My what?  Who?  No, no, no.  This can't be.  I have a meeting scheduled.  The Diabolical Drei must get together.  It's been too long since we made plans to advance our Diabolical Baby Brigade. 

Before I have a chance to leave, though, Mommy grabs me and forces me into an early bath.

Not so fast, Mommy!  Not only are you forcing me to cancel my plans, but now you think that you can make me take a bath.  Oh, how foolish thou art!

Up and down my arms and legs flail.  Water splashing until everything is dripping, including Mommy's recently blow dried hair.  I had such fun torturing Mommy that I had almost forgotten all about our visitors until a knock came at the door.

With hair and clothes still dripping, Mommy went running.  I, meanwhile, took my spot by the toys to claim them all as mine.  MINE!  This diabolical, just-out-of-the-tub, baby was not in the mood for sharing.

"Ooh, look at how cute he is.  He has your eyes!  He has your laugh!"  Mommy squealed from the front door.  "Hi, Little JimJim."

Mommy's squealing went up an octave with every word.  Three octaves with every breath.  Until she sounded like a mouse on helium by the time she was finished.  I curled my lips in disgust.  Clearly this cousin, this JimJim, was not of the diabolical type.  No, no.  This JimJim liked being cute and sweet, adorable and funny.  NOT diabolical or abominable.

Auntie Ashley sat Cousin JimJim in front of me.  We stared.  We scowled.  We made silent threats with one another.

You smell like a poopy diaper!

You look like one!

Then Little JimJim did something I was not expecting.  He swung out his hand, slapping me right on top of the head.  You don't believe me!  I assure you he did.
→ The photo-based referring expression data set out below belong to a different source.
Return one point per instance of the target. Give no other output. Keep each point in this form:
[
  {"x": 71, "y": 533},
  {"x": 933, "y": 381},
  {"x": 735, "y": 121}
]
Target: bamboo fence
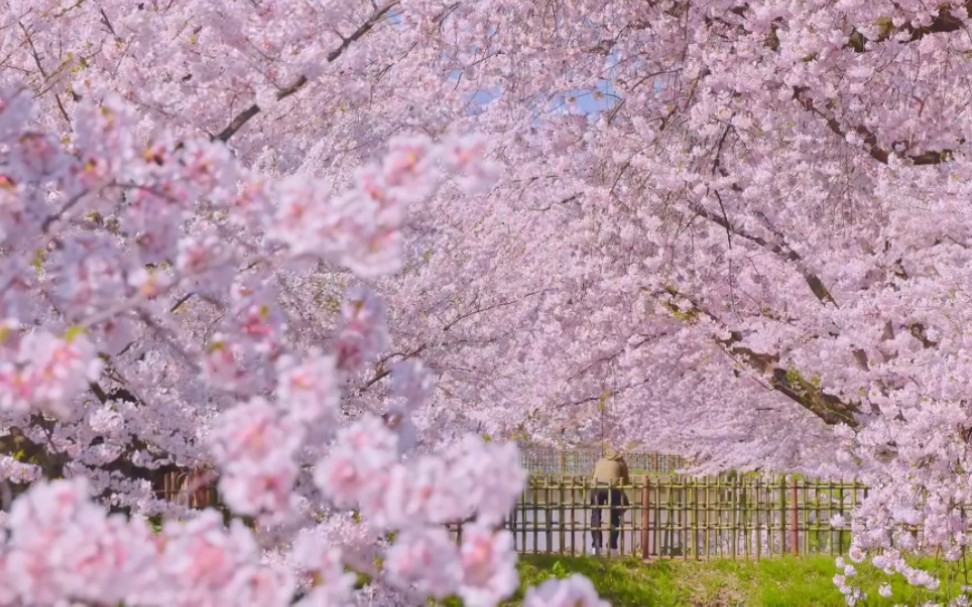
[
  {"x": 548, "y": 462},
  {"x": 726, "y": 516},
  {"x": 661, "y": 515}
]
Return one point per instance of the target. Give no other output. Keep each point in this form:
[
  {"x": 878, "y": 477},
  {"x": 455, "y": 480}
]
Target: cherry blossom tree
[
  {"x": 159, "y": 313},
  {"x": 738, "y": 230}
]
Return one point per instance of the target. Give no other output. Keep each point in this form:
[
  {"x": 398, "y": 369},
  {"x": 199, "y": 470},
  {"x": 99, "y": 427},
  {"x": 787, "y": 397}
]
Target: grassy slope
[{"x": 778, "y": 582}]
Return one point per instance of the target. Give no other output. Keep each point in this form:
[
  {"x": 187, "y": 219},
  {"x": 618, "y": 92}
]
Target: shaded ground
[{"x": 775, "y": 582}]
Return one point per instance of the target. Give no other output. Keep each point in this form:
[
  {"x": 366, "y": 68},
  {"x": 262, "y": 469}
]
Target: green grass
[{"x": 777, "y": 582}]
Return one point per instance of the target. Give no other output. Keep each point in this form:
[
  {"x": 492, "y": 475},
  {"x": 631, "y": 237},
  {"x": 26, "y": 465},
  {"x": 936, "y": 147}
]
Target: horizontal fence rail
[
  {"x": 656, "y": 516},
  {"x": 727, "y": 516}
]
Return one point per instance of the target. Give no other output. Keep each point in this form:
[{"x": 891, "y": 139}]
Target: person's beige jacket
[{"x": 611, "y": 469}]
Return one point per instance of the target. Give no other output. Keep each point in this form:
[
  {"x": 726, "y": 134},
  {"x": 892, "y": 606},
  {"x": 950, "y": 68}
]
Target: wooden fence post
[
  {"x": 645, "y": 517},
  {"x": 794, "y": 519}
]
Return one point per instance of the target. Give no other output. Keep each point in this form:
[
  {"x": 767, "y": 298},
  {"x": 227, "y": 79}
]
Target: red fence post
[{"x": 645, "y": 518}]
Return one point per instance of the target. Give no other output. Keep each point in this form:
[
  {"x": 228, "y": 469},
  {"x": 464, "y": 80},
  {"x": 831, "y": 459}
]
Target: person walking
[{"x": 610, "y": 473}]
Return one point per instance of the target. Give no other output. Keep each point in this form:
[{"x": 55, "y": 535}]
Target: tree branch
[{"x": 243, "y": 117}]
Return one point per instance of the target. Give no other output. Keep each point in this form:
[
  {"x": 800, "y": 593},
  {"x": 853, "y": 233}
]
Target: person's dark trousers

Don't worry for this diabolical one, because I slapped him right back.  The battle had begun.  The duel commenced with slaps and screams.  We got into a full on fight until Auntie Ashley and Mommy Dearest had to come running.

I took a few blows.  I'm not afraid to admit that, but he looked worse for the wear with hair sticking up and steam shooting out of his nose.  I was quite proud of myself.  This baby is a diabolical one.

Of course, we weren't prepared for the diabolicalness of our mommies.   Into the bathtub they threw the two of us.  Okay, so I may have forgotten to mention that some peanut butter sandwiches were involved.  Mine was smeared across my head and his was plastered to his rear end.